Elle découle également de la très grande hétérogénéité des dépenses : « par exemple, la dépense par consommant  varie de 320 € à 852 € par an sur le territoire. Les caractéristiques géographiques physiques et de peuplement n’expliquent que très partiellement cette hétérogénéité […]. Dans certains départements ruraux ou montagneux, les dépenses sont très faibles alors que dans certains départements urbains elles sont très élevées. » 3

Si des « abus » sont à l’origine de ces disparités, ils proviennent du non-respect du « référentiel de prescription »4 pouvant donner lieu à l’inadaptation du mode de transport aux besoins réels des personnes malades. En ce sens, un contrôle plus rigoureux des prescriptions médicales se justifient pleinement.

Mais ces écarts ne sont-ils pas aussi liés à la répartition de l’offre médicale ? L’augmentation des frais de transport n’est-elle pas à corréler avec l’éloignement des établissements de santé ?

Du point de vue du CISS, la prise en charge des transports des personnes malades vers les lieux de soins doit être garantie comme « prestation de compensation » due au titre de la nouvelle géographie des soins.

Le gouvernement peut-t-il sérieusement inscrire un label « 2011, année des patients et de leurs droits », alors même que dans le même temps il agit pour restreindre les conditions de l’accès aux soins ?

[1] Décret n° 2011-258 du 10 mars 2011 portant modification des conditions de prise en charge des frais de transport pour les malades reconnus atteints d’une affection de longue durée.

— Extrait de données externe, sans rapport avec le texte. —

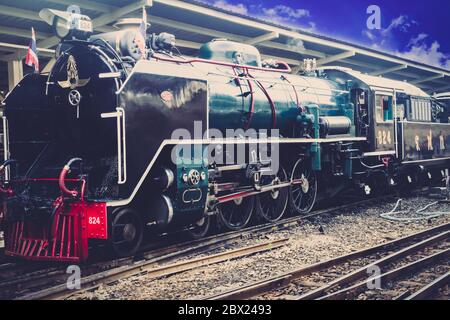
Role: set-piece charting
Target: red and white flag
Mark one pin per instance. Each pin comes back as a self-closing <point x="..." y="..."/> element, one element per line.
<point x="32" y="58"/>
<point x="142" y="34"/>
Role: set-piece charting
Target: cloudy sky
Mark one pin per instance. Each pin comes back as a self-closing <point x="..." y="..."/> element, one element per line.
<point x="416" y="29"/>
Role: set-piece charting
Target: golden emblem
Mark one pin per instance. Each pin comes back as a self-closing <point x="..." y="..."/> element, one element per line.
<point x="73" y="81"/>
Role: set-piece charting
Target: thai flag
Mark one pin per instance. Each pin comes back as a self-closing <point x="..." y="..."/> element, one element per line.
<point x="32" y="58"/>
<point x="142" y="34"/>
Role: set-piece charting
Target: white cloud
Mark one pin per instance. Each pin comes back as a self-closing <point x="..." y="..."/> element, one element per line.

[2] Décret n° 2011-305 du 21 mars 2011 relatif à la régulation des dépenses de transports résultant de prescriptions médicales effectuées dans les établissements de santé et remboursées sur l’enveloppe des soins de ville.

[3] Propositions de l’Assurance Maladie sur les charges et produits pour l’année 2010.

[4] Arrêté du 23 décembre 2006 fixant le référentiel de prescription des transports prévu à l’article R. 322-10-1 du code de la sécurité sociale.